Arin Quickdraw Adept
A Flash of Steel
“The chokuto was never meant to impress anyone. If the blade is visible for more than a heartbeat, something has already gone wrong.”
The concealed blades of the Arin were shaped by long roads, isolated mountain trails, and generations of people who understood that danger rarely announces itself fairly. A chokuto hidden within a walking staff is not carried for vanity, ceremony, or intimidation. It exists because shepherds vanish in fog, caravans attract predators, and lonely passes give desperate men courage they do not deserve.
An Arin Quickdraw Adept learns to treat the weapon as an extension of ordinary movement rather than a separate act of violence. The draw is subtle, economical, and practiced until it becomes inseparable from instinct itself. Fingers shift. Weight turns. Wood parts from steel. By the time an observer realizes the harmless traveler’s staff was a weapon, the decisive motion has usually already happened.

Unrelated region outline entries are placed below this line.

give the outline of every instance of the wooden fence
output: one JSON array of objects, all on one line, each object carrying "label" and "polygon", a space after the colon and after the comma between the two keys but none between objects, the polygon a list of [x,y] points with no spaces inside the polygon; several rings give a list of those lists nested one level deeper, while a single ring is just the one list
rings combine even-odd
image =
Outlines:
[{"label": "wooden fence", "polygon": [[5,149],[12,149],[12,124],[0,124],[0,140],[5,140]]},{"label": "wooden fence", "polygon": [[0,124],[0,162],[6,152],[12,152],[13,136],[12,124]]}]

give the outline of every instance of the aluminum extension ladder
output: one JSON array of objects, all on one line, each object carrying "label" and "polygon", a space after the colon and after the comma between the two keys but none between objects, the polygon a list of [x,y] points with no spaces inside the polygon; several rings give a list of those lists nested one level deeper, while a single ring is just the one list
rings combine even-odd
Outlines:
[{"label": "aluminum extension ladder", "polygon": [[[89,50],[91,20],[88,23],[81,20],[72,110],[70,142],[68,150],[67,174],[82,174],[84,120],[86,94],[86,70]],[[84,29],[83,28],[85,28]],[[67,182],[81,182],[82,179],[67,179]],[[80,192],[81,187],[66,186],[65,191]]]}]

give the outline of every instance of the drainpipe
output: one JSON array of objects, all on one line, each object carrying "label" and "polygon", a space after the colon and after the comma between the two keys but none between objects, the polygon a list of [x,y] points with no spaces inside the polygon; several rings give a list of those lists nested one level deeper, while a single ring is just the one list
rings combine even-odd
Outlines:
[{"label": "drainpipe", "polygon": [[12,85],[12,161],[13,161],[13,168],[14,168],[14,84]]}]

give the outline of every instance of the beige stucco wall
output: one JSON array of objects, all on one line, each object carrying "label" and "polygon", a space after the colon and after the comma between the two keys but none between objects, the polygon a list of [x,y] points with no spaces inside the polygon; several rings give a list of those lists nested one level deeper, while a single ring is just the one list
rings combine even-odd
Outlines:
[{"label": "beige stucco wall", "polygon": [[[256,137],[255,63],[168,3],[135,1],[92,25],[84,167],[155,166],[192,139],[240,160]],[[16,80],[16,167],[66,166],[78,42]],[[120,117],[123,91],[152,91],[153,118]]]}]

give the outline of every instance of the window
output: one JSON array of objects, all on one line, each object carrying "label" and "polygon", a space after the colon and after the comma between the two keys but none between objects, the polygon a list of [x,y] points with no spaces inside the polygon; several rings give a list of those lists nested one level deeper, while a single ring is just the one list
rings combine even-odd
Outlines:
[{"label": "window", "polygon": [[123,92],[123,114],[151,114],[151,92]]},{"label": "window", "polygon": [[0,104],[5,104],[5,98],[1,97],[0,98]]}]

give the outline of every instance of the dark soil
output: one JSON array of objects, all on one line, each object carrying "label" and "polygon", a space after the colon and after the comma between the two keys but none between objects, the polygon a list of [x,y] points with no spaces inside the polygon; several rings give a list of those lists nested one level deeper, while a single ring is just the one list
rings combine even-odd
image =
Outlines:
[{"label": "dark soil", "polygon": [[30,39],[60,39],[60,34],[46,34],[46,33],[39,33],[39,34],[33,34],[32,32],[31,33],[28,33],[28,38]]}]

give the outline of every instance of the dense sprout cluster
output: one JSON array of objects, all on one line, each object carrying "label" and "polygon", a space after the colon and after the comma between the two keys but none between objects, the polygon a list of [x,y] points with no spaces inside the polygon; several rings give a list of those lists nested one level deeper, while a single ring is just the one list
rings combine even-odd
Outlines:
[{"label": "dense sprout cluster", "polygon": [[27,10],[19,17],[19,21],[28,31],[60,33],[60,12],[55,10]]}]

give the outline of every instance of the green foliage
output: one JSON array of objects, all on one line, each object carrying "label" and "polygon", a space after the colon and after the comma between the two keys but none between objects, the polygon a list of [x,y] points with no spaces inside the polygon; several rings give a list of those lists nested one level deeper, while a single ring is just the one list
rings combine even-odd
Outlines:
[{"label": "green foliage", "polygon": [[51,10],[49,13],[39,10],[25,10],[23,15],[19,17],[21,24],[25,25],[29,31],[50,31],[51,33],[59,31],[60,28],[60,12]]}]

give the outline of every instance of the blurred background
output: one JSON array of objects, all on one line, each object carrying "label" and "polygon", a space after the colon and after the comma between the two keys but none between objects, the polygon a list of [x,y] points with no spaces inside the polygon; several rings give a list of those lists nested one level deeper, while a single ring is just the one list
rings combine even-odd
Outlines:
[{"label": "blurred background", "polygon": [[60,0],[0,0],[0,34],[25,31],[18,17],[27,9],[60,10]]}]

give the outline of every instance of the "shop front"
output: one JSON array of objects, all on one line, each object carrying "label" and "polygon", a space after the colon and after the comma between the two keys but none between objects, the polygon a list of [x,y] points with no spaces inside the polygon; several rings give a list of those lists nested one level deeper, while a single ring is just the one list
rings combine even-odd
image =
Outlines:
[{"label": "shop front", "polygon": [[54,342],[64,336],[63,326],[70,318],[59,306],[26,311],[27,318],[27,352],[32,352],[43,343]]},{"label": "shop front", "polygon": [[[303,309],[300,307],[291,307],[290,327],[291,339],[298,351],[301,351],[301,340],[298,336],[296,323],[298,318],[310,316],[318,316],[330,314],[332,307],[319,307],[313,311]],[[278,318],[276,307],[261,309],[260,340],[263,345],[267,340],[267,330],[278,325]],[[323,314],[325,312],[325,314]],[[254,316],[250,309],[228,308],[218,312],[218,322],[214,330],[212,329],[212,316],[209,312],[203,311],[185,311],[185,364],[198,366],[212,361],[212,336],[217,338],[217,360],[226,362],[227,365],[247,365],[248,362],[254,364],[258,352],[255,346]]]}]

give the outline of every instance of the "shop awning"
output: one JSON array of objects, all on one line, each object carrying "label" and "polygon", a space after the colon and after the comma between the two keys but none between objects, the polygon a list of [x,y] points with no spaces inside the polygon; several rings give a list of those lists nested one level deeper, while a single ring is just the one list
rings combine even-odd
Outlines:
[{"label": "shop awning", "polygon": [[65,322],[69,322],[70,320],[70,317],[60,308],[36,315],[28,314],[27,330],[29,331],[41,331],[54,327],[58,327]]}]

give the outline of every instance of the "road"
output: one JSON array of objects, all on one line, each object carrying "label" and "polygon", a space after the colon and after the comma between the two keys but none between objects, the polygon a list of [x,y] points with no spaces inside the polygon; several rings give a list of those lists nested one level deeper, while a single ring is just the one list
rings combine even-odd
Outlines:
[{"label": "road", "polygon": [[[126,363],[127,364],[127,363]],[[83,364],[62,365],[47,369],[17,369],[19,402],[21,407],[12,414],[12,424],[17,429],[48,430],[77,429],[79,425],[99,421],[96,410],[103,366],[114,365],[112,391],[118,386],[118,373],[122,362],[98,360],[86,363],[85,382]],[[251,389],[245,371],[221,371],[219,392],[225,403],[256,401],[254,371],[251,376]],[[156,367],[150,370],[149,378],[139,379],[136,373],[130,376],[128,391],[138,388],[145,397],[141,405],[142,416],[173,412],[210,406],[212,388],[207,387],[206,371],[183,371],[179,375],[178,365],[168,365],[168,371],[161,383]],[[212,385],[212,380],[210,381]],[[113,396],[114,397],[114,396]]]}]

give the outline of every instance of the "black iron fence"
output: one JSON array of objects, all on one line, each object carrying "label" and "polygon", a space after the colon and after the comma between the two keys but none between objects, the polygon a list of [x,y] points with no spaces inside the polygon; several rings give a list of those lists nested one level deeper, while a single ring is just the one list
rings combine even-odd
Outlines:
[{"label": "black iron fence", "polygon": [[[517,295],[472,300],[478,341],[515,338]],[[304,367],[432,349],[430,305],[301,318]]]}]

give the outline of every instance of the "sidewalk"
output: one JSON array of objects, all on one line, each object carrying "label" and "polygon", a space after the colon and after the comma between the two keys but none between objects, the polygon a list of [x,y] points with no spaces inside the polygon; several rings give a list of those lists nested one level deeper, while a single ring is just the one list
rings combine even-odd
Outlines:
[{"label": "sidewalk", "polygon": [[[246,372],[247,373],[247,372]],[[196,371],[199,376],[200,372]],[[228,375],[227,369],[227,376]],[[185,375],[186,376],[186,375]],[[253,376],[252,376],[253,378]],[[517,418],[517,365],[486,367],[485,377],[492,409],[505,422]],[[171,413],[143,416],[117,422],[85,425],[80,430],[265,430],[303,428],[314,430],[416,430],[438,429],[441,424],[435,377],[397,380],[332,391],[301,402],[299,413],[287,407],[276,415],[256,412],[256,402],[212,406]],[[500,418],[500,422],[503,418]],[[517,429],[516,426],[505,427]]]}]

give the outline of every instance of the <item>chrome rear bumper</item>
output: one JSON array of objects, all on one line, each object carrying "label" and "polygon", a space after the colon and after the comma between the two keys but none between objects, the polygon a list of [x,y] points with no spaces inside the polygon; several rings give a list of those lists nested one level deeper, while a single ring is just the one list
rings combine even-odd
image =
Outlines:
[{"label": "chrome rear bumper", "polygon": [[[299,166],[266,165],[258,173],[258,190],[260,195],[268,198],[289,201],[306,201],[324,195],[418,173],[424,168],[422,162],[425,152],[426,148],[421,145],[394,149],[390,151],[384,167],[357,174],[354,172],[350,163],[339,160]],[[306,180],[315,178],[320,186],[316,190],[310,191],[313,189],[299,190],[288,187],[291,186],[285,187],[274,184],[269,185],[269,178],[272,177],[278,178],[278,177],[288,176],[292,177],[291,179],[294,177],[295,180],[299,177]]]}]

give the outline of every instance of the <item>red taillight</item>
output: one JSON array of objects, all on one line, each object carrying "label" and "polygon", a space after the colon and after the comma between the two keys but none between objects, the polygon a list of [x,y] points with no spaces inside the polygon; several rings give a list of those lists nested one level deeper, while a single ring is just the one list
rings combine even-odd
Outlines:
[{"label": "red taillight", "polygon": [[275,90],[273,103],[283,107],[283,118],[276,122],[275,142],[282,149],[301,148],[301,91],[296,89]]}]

This discipline places enormous emphasis on concealment and restraint. Among the Arin, the chokuto’s hidden nature reflects practicality rather than deceit. A traveler carrying such a blade is expected to remain calm, patient, and difficult to read. The weapon is meant to remain unnoticed for as long as possible. A beautifully displayed sword invites attention. A concealed chokuto survives the mountains.
Masters of this style often appear completely unremarkable until the precise instant danger erupts. They move naturally through crowds, taverns, roadside camps, and trade routes without the stiffness or guarded posture common to obvious warriors. Their hands rest easily. Their shoulders remain loose. Even armed observers frequently overlook the weapon entirely because the wielder never behaves like someone preparing for violence.
The result is deeply unsettling to those who witness it firsthand.
There is no dramatic flourish.
No warning.
Only the abrupt realization that the quiet traveler carrying a weathered staff was armed the entire time.
“I swear by every god listening, I never saw him draw it. One moment he was leaning on a shepherd’s staff looking half asleep, and the next poor Derren was bleeding on the floor wondering where in the hells the sword had even come from.”